Cuando nos falta gas argentino, se puede importar gas licuado a un costo mucho mayor, al punto que para algunas empresas puede llegar a hacerse inviables económicamente. Cuando no alcanza con la generación hidroeléctrica hay que aumentar el uso de las centrales a carbón o petróleo… ambos caros y fuente de contaminación por emisiones de carbono. ¿Qué tan caros? Pues depende de los precios en el mercado.

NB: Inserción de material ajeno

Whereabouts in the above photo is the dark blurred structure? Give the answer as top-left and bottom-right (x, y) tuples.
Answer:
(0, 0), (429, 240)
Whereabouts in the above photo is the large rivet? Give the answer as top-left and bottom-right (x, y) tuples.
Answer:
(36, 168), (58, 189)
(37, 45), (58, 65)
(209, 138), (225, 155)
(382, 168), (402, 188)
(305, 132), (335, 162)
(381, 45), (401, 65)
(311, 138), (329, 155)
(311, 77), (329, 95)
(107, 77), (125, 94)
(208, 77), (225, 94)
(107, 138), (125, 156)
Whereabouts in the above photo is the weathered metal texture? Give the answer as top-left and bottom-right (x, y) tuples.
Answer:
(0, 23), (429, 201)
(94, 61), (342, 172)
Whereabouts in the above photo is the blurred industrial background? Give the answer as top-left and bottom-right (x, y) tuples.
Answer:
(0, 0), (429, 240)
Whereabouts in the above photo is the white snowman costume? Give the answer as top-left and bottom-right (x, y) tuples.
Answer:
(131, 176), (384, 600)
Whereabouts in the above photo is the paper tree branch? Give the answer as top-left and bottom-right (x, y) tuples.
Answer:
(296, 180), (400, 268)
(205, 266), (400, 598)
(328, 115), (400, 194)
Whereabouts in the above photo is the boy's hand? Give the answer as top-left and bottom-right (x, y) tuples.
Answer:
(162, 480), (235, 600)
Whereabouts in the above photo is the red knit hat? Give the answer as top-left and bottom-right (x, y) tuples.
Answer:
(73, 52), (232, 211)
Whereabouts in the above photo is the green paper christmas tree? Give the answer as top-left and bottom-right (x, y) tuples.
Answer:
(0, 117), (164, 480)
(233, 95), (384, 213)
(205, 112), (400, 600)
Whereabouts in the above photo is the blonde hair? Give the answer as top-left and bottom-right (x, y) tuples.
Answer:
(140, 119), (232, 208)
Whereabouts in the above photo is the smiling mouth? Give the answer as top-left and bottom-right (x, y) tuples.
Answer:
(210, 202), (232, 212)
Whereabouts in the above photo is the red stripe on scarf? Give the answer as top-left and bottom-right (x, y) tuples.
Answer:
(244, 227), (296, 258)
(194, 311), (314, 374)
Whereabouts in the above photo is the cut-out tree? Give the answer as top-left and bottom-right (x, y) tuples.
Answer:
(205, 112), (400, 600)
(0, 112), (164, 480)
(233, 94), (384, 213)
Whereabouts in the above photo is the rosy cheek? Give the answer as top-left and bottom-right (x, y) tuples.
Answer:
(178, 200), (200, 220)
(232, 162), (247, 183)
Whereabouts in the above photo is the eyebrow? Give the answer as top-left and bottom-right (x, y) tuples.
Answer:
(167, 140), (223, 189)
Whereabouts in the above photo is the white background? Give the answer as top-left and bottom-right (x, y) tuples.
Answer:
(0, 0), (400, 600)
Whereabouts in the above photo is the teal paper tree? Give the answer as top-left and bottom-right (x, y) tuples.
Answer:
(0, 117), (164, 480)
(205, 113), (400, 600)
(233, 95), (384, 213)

Cuando no se planifican las necesidades energéticas con años de anticipación, una escasez coyuntural (de semanas por una sequía, o de meses en el caso del gas argentino) encarece los costos porque la presión por obtener una rápida solución, limita la capacidad de negociación con los proveedores.

A veces puede que simplemente no tengamos suministro, y “descubrimos” que somos un país energéticamente dependiente cuando nuestros vecinos argentinos dejan de enviarnos gas, porque apenas tienen para su propio consumo.

Frente a esto, podría parecer que la energía nuclear es “la solución”. Mientras hay quienes al primer signo de alarma energética ven en ella la panacea que solucionará nuestras necesidades durante los próximos años, otros se niegan siquiera a escuchar argumentos a favor de su postura.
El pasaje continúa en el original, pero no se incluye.